Remote Linux Explained
Remote Linux refers to Linux workstations or nodes that do not boot the Linux kernel from local media, but instead receive their startup instructions over a network, typically Ethernet. Due to the ease of configuring both the Linux kernel and the operating system itself, Linux is being customized to work in many disparate environments, from web serving, to cluster computing and X servers.
The first question you might be asking yourself is why start Linux remotely? After all, installing Linux locally is a matter of sticking in the CD, answering a few questions and going out for a double latte while the workstation installs. This is true for the typical single-workstation installation; however, once you start to manage and install a lot of workstations, particularly in a cluster or server-farm setting, local media becomes less practical. With the advent of dense servers from companies like RLX Technologies, Inc., booting remotely becomes a necessity, as dense servers do not provide diskette or CD-ROM drives on the nodes. Dense servers expect to be brought up over the local fast Ethernet connection and administered remotely. The main advantages of remote Linux are:
Centralized, hands-off administration: while many installations do have someone on site that can jockey CDs and diskettes 24/7, there are also many hands-off sites (sites where no one is physically present at the site for long periods of time). At these sites, when a programmer is working remotely and needs to boot a node using a special image that's on local media, he or she is out of luck until someone is there to load the correct media.
Dense server solution: since the trend is toward centralized remote administration for clusters and server farms, CD and diskette drives become rather anachronistic. The very presence of local media on the nodes means that the nodes must take on a certain form factor, thereby increasing the minimum size of the nodes. For higher density node packaging, CD-ROM and diskette drives are being phased out in certain segments of the industry.

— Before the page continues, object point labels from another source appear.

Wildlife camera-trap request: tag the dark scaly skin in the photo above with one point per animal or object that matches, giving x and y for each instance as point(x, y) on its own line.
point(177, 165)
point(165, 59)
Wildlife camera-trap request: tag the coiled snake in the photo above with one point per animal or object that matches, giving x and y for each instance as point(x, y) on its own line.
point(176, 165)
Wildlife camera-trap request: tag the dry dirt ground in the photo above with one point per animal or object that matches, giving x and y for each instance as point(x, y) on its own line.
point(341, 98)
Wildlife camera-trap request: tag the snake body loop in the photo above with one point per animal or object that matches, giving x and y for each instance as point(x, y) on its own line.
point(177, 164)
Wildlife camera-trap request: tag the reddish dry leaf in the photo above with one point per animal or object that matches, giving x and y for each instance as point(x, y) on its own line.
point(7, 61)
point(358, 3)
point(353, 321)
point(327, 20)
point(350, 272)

Versatility: sometimes one can fix a problem with a filesystem that prevents the node from coming up from local media. For example, you can run fsck on a local hard drive on a remotely booted machine in order to fix a filesystem problem.
Cost and security: why pay for media you don't need? Some companies are selling workstations without hard drives and other local media that are intended for use as secure terminal servers. Secure, in this sense, means that if employees do not have access to local media on their workstations, it is more difficult to capture sensitive data.
Helps eliminate version skew: in the case where all workstations are booted remotely from a single kernel image, it eliminates the problem of updating local media for kernel patches or enhancements. You can update the single remote kernel image once, instead of propagating the change to a set of workstation hard drives or, worse, to their local boot diskettes.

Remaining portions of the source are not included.